Democratic Sen. Corey Booker on Sunday expressed hope that the police reform bill could pass Congress, but acknowledged it would not be easy given the disinterested Republican-controlled House of Representatives.
“I soberly assess the chances of passing a major comprehensive bill. But can we do anything? I believe we can,” Booker told NBC. “Now I put all my effort into it.”
Booker led the last major congressional talks on police reform, which took place in 2021, after a white Minneapolis police officer was convicted of murdering African American George Floyd in an incident that left sparked many protests.
In particular, the bill was supposed to significantly lower the threshold of legal immunity for police officers, which, if passed, would make it easier for the Justice Department to bring them to criminal liability. In the Senate, work on a similar bill stalled late last year as Republicans refused to agree to lower the threshold for police immunity, making it extremely difficult to engage. civil suits against the police.
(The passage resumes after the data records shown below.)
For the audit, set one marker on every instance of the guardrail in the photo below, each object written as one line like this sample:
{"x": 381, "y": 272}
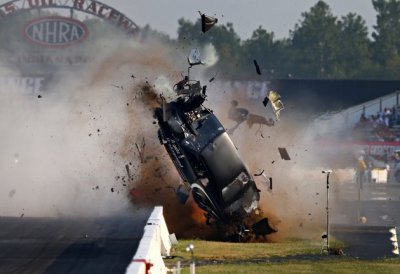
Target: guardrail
{"x": 154, "y": 244}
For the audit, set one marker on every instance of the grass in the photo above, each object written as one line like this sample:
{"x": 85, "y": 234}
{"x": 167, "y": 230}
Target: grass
{"x": 322, "y": 266}
{"x": 291, "y": 256}
{"x": 205, "y": 250}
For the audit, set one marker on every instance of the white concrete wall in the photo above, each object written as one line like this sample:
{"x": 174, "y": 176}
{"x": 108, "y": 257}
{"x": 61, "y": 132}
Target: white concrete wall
{"x": 154, "y": 244}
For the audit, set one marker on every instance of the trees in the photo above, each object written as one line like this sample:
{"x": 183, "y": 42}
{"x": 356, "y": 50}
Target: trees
{"x": 354, "y": 52}
{"x": 315, "y": 42}
{"x": 386, "y": 43}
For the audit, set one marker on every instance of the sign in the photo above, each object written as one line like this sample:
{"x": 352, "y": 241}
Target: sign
{"x": 55, "y": 31}
{"x": 92, "y": 7}
{"x": 26, "y": 84}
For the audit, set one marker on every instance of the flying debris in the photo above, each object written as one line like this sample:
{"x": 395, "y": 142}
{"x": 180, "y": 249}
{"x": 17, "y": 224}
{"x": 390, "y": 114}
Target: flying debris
{"x": 207, "y": 22}
{"x": 265, "y": 101}
{"x": 276, "y": 102}
{"x": 201, "y": 149}
{"x": 284, "y": 154}
{"x": 257, "y": 67}
{"x": 259, "y": 174}
{"x": 140, "y": 148}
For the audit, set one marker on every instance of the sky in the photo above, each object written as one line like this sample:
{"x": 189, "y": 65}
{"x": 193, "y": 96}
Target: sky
{"x": 278, "y": 16}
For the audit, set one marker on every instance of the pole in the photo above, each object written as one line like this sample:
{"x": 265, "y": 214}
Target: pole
{"x": 327, "y": 210}
{"x": 192, "y": 264}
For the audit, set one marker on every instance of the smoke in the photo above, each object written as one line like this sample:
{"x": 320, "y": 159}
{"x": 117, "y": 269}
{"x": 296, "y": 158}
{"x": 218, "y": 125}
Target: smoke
{"x": 210, "y": 55}
{"x": 296, "y": 204}
{"x": 68, "y": 152}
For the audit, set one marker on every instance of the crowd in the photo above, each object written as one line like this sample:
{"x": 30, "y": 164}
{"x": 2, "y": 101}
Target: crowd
{"x": 382, "y": 127}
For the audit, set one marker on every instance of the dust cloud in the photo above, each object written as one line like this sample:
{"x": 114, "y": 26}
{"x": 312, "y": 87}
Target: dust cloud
{"x": 66, "y": 151}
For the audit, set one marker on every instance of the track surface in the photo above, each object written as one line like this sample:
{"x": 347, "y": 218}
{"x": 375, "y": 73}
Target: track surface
{"x": 54, "y": 245}
{"x": 379, "y": 204}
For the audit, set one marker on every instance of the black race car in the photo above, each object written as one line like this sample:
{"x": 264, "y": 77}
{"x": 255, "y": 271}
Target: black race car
{"x": 204, "y": 155}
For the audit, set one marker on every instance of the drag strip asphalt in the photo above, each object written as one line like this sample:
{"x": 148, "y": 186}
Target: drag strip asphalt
{"x": 70, "y": 245}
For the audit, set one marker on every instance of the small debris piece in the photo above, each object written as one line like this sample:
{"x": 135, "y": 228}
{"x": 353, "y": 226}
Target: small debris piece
{"x": 11, "y": 193}
{"x": 259, "y": 174}
{"x": 276, "y": 102}
{"x": 284, "y": 154}
{"x": 257, "y": 67}
{"x": 207, "y": 22}
{"x": 157, "y": 189}
{"x": 140, "y": 149}
{"x": 120, "y": 87}
{"x": 265, "y": 101}
{"x": 128, "y": 171}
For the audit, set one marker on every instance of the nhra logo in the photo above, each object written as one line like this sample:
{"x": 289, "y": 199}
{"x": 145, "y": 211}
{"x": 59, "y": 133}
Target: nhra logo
{"x": 55, "y": 31}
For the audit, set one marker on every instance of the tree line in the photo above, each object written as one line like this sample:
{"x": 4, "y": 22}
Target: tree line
{"x": 321, "y": 46}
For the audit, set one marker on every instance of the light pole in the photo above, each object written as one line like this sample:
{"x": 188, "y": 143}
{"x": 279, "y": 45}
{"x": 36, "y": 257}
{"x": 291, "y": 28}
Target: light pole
{"x": 326, "y": 247}
{"x": 190, "y": 248}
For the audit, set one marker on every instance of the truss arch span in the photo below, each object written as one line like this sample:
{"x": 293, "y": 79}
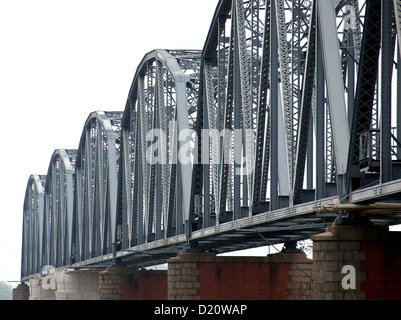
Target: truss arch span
{"x": 58, "y": 208}
{"x": 159, "y": 116}
{"x": 32, "y": 225}
{"x": 93, "y": 229}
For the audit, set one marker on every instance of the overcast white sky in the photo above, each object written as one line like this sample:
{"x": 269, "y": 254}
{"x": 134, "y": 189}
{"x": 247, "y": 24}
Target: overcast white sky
{"x": 61, "y": 60}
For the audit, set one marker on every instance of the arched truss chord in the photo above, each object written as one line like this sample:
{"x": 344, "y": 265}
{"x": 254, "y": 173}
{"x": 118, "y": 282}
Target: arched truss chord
{"x": 156, "y": 162}
{"x": 32, "y": 233}
{"x": 263, "y": 73}
{"x": 96, "y": 175}
{"x": 58, "y": 209}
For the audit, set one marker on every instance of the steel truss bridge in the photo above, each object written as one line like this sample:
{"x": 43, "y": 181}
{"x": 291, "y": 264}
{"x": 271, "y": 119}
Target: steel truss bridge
{"x": 287, "y": 121}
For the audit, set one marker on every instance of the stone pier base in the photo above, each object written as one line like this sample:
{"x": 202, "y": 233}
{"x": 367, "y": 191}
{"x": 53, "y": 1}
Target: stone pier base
{"x": 357, "y": 263}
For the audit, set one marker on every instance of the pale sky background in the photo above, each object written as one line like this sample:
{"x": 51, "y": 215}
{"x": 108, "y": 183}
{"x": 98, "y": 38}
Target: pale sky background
{"x": 61, "y": 60}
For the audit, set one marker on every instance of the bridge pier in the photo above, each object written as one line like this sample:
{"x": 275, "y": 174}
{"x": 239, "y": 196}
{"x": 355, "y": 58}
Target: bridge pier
{"x": 205, "y": 276}
{"x": 357, "y": 263}
{"x": 124, "y": 283}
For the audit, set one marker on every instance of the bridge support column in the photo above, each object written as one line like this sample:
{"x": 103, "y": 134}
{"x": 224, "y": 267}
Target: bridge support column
{"x": 124, "y": 283}
{"x": 357, "y": 263}
{"x": 205, "y": 276}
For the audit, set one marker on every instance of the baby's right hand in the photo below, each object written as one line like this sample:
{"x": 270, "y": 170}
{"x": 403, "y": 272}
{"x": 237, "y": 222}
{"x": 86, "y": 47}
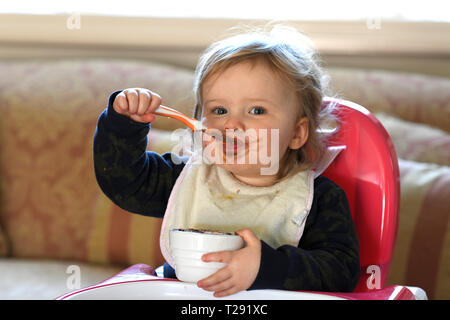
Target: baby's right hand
{"x": 137, "y": 104}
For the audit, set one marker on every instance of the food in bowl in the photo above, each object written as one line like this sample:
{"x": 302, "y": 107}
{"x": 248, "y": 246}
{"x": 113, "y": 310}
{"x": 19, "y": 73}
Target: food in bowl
{"x": 187, "y": 246}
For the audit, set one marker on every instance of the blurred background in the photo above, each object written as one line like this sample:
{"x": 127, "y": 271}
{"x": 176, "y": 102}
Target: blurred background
{"x": 60, "y": 60}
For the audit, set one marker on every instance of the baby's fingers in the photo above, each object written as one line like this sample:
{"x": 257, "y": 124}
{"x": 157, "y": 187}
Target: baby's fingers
{"x": 121, "y": 104}
{"x": 143, "y": 102}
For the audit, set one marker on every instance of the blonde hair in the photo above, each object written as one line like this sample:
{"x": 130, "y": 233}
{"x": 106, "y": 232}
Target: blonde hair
{"x": 291, "y": 55}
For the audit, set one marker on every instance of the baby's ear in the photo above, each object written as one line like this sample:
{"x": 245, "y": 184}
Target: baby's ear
{"x": 301, "y": 133}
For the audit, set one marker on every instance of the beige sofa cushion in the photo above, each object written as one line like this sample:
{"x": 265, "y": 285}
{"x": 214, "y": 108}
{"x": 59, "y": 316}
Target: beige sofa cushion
{"x": 27, "y": 279}
{"x": 412, "y": 97}
{"x": 422, "y": 252}
{"x": 417, "y": 142}
{"x": 50, "y": 203}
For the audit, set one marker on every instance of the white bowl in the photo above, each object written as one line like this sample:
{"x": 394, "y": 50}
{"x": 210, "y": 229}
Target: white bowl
{"x": 187, "y": 248}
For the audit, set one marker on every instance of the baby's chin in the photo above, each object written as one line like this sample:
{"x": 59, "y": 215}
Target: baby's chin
{"x": 251, "y": 174}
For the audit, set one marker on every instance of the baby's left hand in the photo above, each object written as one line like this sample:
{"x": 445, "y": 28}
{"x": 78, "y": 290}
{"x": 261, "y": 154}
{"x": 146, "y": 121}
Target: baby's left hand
{"x": 241, "y": 269}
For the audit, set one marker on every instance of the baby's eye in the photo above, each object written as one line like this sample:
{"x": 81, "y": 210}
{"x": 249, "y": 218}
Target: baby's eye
{"x": 257, "y": 110}
{"x": 219, "y": 110}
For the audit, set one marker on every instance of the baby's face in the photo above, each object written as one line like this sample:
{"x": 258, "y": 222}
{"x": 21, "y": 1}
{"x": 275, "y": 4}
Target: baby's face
{"x": 256, "y": 114}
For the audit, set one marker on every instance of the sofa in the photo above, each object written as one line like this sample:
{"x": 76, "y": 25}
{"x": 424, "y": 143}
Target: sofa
{"x": 58, "y": 232}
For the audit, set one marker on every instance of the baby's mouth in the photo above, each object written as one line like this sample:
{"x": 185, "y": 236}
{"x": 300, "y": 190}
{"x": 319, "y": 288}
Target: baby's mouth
{"x": 233, "y": 145}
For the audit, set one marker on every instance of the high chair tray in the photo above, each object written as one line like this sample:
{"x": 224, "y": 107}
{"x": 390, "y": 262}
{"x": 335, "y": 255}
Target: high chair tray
{"x": 139, "y": 282}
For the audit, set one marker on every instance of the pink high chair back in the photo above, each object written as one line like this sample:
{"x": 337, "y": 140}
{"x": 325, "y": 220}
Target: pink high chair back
{"x": 368, "y": 172}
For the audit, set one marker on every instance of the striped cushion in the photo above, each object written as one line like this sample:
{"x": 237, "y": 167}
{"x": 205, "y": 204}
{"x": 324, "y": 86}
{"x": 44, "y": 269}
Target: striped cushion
{"x": 119, "y": 237}
{"x": 422, "y": 253}
{"x": 3, "y": 244}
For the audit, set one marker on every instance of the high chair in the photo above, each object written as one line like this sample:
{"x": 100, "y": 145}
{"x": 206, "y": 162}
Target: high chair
{"x": 365, "y": 165}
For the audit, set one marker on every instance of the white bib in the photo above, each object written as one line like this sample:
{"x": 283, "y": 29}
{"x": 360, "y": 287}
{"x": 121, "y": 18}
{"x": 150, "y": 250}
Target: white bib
{"x": 209, "y": 197}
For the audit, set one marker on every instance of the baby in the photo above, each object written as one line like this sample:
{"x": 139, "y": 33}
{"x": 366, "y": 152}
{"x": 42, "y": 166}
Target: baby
{"x": 295, "y": 223}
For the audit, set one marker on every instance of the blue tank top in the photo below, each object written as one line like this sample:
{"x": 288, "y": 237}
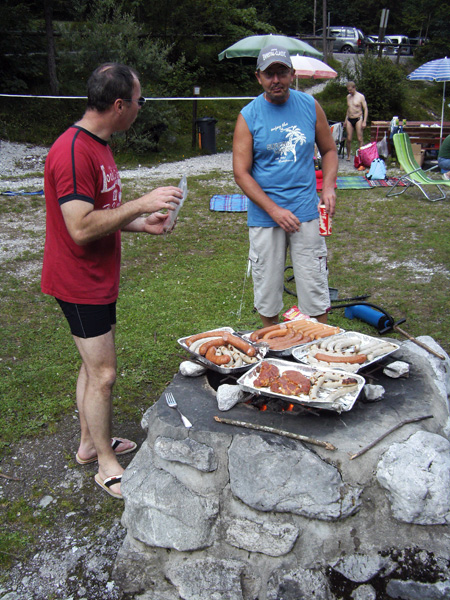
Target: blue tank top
{"x": 283, "y": 155}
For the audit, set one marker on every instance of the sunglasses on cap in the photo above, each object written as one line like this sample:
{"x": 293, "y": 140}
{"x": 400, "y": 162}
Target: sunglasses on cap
{"x": 140, "y": 101}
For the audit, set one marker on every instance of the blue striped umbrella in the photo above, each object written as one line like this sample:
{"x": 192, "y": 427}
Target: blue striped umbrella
{"x": 434, "y": 70}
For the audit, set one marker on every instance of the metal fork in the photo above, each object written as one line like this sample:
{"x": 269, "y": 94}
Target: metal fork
{"x": 173, "y": 404}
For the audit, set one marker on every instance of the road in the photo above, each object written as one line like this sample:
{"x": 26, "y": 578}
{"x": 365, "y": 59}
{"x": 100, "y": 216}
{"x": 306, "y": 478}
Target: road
{"x": 346, "y": 58}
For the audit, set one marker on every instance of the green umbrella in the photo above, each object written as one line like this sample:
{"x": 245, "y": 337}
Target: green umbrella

Booker said in an interview Sunday that he met with Republican Senator Lindsey Graham about immunity and thought it was a positive step. Graham said that while he thinks immunity should protect police officers, police departments should not have such protection.
Discussions about police reform in the United States received a new impetus after the killing of Tyree Nichols by Memphis police officers in January.
Booker, however, reiterated that any bill passed in the Democratic-controlled Senate would have to pass through the Republican-controlled House of Representatives.